The search I reported on in 2008 found an intriguing excess of events compatible with the decay of a 450-GeV t' quark. The significance of such excess was of merely two point something standard deviations -roughly the chance that you walk in a Casino and win 35 times your stake with a single bet on a number at the roulette. But it was interesting, and exciting.

So much so, that I could not wait for more data to be thrown in, to see whether the excess would disappear -a sign that it was due to a background fluctuation- or become more solid -a sign that it might be due to a new particle signal!... or to a systematic underestimation of backgrounds.

Now the analysis has been carried out, with as much as 4.6 inverse femtobarns worth of proton-antiproton collisions: exactly twice as much data as that used in the previous search. And the result is...

No, I am not going to give it away so easily. You will have to deliberately scroll down to satiate your curiosity. The more polite among you will instead stay with me for a minute more. Their prize will be to learn a couple of details about the new analysis.

The analysis has not changed significantly from the previous instantiation - a good idea, given the need to investigate the early fluctuation at 450 GeV (on the right you get to see a t' candidate seen by CDF -it belongs to the dataset searched in 2008). The heavy t' quark is assumed to behave as any other standard-model quark, e.g. decay via weak interactions through a charged current W boson. For heavy objects, whose mass is larger than the sum of the masses of W boson and daughter quark, the emitted W boson is a real one, i.e. it carries its regular 80.4 GeV of mass -if we omit to discuss its natural width, that is. That would be a useful but derailing explanation which I will leave to some other article.

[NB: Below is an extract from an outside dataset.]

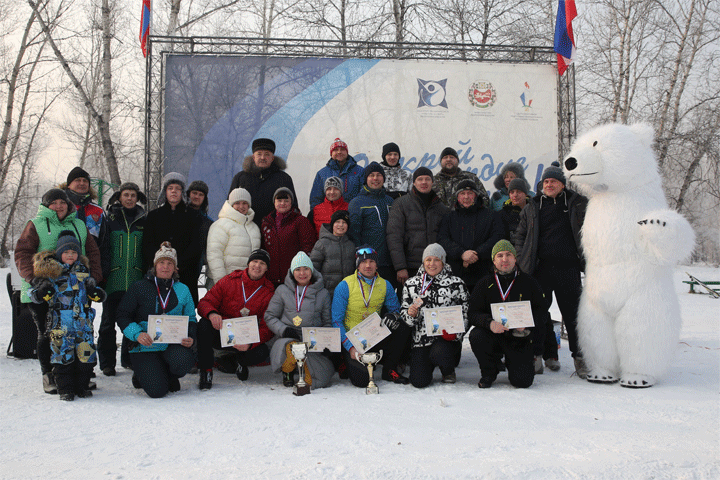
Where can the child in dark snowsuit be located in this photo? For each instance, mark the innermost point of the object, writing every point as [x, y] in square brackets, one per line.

If t' quarks are produced by strong interactions just like any other known quark, we should observe pairs of them: in other words, if they are standard model quarks they must carry a unit of "T'-ness" which strong interactions cannot produce out of the blue. So t' -anti-t' quark pairs are produced together, such that the final T'-ness of the system is still zero (+1 for the quark, and -1 for the antiquark).

The above observations drive CDF to focus to a very specific final state: the same which has proven successful to discover, and later collect and study, the top-quark-pair samples produced at the Tevatron. This final state includes the signal of a leptonically-decaying W boson, which provides sufficient characterization to allow the efficient triggering of the events: a high-momentum electron or muon.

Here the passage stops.